Леден медленно обернулся на Елицу, что лежала на мягкой земле, дыша спокойно и глубоко — словно спала. Подошёл к ней, зная, что и торопиться надо назад, к избе: неведомо, что там с Чаяном творится и отроками. Да всё ж поначалу опустился на одно колено рядом с ней и за руку взял. Ослепило его снова, будто хлынуло вдруг лучами беспощадными светило из-за облаков. Будто раскрылось перед взором небо бесконечное. Никогда он не чувствовал такого, как доводилось княжны касаться: случайно, нарочно ли. То ли место здесь было такое, что начинала её волховья сила плескать щедро, то ли просто княжна в беспамятстве сейчас лежала — а потому не могла её сдерживать… Но за потоками её живы, густой, что ароматная древесная смола, способная залечить раны даже на грубом стволе, он не ощущал больше ничего. Никаких следов Сердца. Да и вряд ли могло статься так, что оно всё ж осталось здесь.
— Очнись… — Леден склонился к лицу княжны, провёл ладонью по щеке гладкой, испачканной, кончиком пальца — по губам, чуть приоткрытым. — Очнись.

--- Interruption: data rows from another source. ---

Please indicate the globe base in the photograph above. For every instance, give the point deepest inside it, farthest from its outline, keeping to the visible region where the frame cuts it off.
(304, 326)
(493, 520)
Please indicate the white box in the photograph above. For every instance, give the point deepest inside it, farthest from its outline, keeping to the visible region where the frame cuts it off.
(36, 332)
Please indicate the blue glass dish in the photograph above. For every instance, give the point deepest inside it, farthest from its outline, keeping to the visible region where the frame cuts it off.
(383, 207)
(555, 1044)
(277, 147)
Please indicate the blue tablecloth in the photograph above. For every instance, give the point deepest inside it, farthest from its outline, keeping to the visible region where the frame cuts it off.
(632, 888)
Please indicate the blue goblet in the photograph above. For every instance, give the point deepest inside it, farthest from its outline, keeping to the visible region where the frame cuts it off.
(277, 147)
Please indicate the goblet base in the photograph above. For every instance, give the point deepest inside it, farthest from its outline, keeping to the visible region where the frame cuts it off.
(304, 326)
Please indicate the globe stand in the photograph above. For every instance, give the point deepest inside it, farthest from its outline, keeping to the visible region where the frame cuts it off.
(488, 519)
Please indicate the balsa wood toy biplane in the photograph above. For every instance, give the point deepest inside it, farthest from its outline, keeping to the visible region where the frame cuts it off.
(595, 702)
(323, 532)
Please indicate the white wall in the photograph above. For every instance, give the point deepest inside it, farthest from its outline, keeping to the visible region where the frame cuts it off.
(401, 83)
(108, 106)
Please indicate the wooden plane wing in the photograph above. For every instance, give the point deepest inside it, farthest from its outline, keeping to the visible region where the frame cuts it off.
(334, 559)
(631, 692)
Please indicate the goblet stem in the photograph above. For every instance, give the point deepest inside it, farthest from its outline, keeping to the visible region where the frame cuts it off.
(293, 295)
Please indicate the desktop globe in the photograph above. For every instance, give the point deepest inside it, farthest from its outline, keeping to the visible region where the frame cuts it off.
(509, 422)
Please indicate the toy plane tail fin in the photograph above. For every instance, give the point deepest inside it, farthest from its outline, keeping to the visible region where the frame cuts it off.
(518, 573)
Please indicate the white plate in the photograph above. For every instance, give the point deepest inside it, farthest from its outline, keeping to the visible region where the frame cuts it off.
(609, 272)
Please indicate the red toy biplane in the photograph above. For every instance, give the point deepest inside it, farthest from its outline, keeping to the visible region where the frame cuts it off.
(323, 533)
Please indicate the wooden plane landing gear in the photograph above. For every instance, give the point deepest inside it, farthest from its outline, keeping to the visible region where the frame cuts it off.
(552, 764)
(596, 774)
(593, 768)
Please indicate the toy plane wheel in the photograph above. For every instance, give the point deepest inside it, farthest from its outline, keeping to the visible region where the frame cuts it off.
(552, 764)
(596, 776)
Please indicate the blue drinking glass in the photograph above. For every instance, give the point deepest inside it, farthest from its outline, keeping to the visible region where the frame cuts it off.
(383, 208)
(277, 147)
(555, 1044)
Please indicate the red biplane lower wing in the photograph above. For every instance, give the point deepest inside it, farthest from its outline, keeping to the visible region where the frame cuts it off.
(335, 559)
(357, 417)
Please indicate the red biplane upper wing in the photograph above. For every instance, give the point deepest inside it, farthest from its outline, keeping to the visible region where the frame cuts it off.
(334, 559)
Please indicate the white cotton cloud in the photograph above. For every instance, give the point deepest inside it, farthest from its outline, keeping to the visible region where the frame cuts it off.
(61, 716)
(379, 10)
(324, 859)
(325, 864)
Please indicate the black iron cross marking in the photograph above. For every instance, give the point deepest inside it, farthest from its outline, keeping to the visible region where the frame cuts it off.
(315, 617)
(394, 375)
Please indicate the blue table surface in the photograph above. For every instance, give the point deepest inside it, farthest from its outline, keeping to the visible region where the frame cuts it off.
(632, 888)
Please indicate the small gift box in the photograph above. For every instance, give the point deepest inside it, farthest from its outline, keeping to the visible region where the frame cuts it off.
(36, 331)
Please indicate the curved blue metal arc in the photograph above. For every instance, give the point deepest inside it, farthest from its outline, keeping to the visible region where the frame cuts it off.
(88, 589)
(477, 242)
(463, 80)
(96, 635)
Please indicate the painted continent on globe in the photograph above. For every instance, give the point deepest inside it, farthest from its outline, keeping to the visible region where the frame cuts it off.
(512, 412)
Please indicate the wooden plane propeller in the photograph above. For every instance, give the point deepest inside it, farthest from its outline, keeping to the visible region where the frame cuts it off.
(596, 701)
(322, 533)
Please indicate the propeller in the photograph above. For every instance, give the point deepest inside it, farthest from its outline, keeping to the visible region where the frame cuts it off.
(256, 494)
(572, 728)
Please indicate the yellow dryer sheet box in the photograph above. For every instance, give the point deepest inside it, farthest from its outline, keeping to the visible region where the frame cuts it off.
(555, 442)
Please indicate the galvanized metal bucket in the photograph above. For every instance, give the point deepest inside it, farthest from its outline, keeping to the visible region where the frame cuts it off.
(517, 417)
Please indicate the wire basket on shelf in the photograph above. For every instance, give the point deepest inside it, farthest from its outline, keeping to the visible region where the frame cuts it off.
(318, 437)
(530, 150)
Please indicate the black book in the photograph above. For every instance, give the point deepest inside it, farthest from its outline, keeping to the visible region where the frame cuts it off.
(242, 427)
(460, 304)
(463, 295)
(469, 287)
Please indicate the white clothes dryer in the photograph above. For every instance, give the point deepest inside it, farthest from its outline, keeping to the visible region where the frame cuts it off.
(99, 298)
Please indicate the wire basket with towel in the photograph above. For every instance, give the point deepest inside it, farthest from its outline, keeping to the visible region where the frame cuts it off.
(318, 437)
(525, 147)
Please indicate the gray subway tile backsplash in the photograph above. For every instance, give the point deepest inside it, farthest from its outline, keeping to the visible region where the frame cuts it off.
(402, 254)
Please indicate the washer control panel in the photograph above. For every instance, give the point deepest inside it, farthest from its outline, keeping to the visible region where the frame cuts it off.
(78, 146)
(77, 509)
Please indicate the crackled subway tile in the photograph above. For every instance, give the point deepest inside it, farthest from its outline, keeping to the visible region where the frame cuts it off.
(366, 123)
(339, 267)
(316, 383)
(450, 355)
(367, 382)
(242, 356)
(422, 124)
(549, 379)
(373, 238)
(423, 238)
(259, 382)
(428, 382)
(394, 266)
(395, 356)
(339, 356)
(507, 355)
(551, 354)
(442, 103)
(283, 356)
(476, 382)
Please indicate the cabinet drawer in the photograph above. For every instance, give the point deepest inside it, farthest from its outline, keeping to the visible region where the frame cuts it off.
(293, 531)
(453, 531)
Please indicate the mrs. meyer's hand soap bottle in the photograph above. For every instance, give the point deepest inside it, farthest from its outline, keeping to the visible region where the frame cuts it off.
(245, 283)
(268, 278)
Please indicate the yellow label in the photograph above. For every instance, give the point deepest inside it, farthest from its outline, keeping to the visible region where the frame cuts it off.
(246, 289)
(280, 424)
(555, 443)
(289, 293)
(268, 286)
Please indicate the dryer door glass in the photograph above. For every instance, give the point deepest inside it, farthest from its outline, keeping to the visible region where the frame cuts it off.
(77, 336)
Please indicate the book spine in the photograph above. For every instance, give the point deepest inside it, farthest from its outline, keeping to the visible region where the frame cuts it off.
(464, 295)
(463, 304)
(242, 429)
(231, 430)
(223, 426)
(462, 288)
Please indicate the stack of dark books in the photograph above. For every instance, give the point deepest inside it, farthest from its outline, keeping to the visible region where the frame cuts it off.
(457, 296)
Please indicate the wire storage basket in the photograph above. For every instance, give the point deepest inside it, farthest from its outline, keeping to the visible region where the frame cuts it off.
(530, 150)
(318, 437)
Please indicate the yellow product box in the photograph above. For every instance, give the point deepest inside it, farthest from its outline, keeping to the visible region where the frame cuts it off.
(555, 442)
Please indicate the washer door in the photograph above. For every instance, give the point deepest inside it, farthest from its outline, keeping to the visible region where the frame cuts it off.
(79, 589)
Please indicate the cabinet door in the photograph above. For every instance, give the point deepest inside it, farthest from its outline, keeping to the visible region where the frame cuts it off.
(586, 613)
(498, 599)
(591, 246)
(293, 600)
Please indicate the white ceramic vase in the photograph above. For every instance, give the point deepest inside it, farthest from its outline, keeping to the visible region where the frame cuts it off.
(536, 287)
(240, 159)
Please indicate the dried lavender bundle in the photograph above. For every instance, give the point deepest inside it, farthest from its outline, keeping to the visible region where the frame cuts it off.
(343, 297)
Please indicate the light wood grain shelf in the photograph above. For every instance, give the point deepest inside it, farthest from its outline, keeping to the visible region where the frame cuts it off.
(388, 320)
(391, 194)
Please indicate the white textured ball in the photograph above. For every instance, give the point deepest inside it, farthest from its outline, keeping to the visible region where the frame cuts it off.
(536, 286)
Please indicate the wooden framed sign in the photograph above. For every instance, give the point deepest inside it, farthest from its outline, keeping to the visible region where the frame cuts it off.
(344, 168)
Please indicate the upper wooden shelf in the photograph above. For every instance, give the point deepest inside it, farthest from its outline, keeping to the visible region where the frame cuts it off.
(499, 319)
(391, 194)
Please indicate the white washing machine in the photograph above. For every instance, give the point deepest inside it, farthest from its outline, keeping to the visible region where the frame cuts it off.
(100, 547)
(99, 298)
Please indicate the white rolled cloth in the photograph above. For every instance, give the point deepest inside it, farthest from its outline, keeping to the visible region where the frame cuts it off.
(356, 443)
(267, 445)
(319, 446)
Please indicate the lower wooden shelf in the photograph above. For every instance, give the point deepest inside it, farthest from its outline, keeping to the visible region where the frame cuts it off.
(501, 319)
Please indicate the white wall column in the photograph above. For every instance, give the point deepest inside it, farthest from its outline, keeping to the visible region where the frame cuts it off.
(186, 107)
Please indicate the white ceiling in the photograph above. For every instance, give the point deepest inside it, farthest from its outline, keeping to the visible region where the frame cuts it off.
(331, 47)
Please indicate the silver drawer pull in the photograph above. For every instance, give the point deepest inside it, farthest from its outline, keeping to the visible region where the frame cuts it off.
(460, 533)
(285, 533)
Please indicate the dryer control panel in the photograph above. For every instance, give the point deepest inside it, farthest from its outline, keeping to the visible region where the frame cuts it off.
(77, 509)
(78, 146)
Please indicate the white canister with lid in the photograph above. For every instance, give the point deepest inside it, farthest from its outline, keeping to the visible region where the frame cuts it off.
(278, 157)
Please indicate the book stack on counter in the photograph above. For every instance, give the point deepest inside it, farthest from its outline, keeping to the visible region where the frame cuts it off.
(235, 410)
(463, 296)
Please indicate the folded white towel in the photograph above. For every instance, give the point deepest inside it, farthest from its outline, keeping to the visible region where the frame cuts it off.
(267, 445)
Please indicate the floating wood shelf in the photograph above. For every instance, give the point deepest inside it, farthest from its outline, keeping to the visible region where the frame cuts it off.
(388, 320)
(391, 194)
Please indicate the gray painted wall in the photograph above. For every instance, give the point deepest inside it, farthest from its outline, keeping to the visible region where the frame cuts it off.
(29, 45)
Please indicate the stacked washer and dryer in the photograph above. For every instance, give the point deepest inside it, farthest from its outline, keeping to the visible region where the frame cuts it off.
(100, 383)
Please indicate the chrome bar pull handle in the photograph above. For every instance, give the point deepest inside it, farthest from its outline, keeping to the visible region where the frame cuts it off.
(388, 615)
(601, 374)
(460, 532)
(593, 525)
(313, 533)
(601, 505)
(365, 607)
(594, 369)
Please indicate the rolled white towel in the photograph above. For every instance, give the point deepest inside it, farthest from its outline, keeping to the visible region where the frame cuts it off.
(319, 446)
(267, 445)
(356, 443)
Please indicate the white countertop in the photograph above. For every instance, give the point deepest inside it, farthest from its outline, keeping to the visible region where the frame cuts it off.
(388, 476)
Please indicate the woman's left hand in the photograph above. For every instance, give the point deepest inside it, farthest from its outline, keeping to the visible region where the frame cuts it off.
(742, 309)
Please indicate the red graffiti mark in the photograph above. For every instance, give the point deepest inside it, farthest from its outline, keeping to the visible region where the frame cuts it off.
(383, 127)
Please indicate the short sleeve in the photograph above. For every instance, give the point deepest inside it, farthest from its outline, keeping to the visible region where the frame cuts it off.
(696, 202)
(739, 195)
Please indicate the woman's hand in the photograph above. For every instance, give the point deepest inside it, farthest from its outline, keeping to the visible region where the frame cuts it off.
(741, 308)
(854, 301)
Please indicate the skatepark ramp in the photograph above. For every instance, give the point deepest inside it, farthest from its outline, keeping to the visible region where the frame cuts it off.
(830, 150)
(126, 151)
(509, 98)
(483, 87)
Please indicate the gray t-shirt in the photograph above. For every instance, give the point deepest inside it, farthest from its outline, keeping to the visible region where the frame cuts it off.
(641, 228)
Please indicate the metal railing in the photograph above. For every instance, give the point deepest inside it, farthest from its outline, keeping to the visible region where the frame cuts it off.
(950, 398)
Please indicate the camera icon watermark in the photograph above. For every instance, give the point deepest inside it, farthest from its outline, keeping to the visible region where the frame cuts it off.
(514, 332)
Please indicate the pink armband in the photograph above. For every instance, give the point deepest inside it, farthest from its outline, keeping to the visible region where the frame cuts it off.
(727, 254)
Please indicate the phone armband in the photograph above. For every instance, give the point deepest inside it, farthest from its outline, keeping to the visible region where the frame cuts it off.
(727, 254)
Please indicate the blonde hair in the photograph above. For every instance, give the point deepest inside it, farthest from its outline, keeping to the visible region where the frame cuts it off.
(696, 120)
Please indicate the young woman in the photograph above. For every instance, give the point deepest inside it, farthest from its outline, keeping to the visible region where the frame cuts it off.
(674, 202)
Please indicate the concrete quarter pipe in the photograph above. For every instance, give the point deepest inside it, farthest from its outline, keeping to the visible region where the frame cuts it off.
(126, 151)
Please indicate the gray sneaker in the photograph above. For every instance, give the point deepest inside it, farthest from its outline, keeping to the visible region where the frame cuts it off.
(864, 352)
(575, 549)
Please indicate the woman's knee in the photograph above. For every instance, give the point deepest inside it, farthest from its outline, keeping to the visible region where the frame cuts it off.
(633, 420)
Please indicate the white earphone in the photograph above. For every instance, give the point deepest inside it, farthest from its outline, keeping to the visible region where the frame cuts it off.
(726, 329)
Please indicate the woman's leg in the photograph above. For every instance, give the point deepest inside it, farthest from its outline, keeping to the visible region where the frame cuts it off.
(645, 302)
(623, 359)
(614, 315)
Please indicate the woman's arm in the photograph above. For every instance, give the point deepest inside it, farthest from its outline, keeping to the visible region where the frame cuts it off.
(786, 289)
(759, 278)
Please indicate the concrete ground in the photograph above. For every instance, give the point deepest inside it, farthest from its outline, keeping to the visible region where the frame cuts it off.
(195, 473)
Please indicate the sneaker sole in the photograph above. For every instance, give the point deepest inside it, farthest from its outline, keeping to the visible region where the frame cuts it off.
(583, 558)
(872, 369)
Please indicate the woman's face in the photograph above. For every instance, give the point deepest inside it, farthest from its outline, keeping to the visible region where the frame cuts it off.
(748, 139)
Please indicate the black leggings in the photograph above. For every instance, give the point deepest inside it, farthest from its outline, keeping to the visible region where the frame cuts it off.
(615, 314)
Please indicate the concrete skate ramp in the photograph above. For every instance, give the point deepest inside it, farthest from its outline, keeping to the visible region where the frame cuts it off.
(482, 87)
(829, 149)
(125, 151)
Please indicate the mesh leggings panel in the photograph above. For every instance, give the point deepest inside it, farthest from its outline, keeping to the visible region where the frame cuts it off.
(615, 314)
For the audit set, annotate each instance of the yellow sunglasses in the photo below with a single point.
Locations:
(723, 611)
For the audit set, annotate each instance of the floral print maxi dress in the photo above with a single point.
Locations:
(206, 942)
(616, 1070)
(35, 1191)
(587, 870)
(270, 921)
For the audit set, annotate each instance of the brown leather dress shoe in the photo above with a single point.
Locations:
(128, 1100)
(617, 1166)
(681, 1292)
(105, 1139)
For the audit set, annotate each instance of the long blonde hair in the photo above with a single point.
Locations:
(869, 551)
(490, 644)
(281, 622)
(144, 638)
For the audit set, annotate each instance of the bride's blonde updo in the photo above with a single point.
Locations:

Ты нужна мне, Еля. Очень нужна.
Да девушка только вздохнула. Он на руки её взял и понёс прочь с капища забытого, уничтоженного — да и правильно. Неведомо какие страшные дела здесь сотворились в тот год, как зародилась вражда между Борилой и Светояром. Такие, что и на долю детей их недоли оказалось с лихвой отмеряно. Да и после Димина продолжила лишь больше осквернять некогда священное место. А где ответы ещё искать да куда идти, то решится, когда никому больше из людей, Ледену близких и дорогих, опасность грозить не станет. А значит, надо уносить Елицу отсюда скорей.
Он шёл, как мог, быстро, чтобы и поспеть ещё вовремя к Чаяну, и княжне хуже не сделать. Запомнил уже тропу, хоть и плутал вкруг неё изрядно, а потому то и дело взгляд опускал на лицо Елицы. И спокойное, кажется, в тот миг, что была она без чувств, и пронизанное едва заметным мучением. Он глотку себе готов был сам перегрызть за то, что доставлял их девушке так много. Хоть и не желал вовсе. Более того — и сейчас хотел бы целовать её долго, сжимать в объятиях — всегда. Когда случилось так, что душу его, ко многому безразличную, успела она собой так наполнить? До краёв самых — того и гляди расплещется, затопит его этим невообразимо дивным и в то же время страшным чувством. Тем, что половинило его словно тесаком острым: забрать её, всю себе присвоить, и в то же время держаться подальше, чтобы не причинять боли.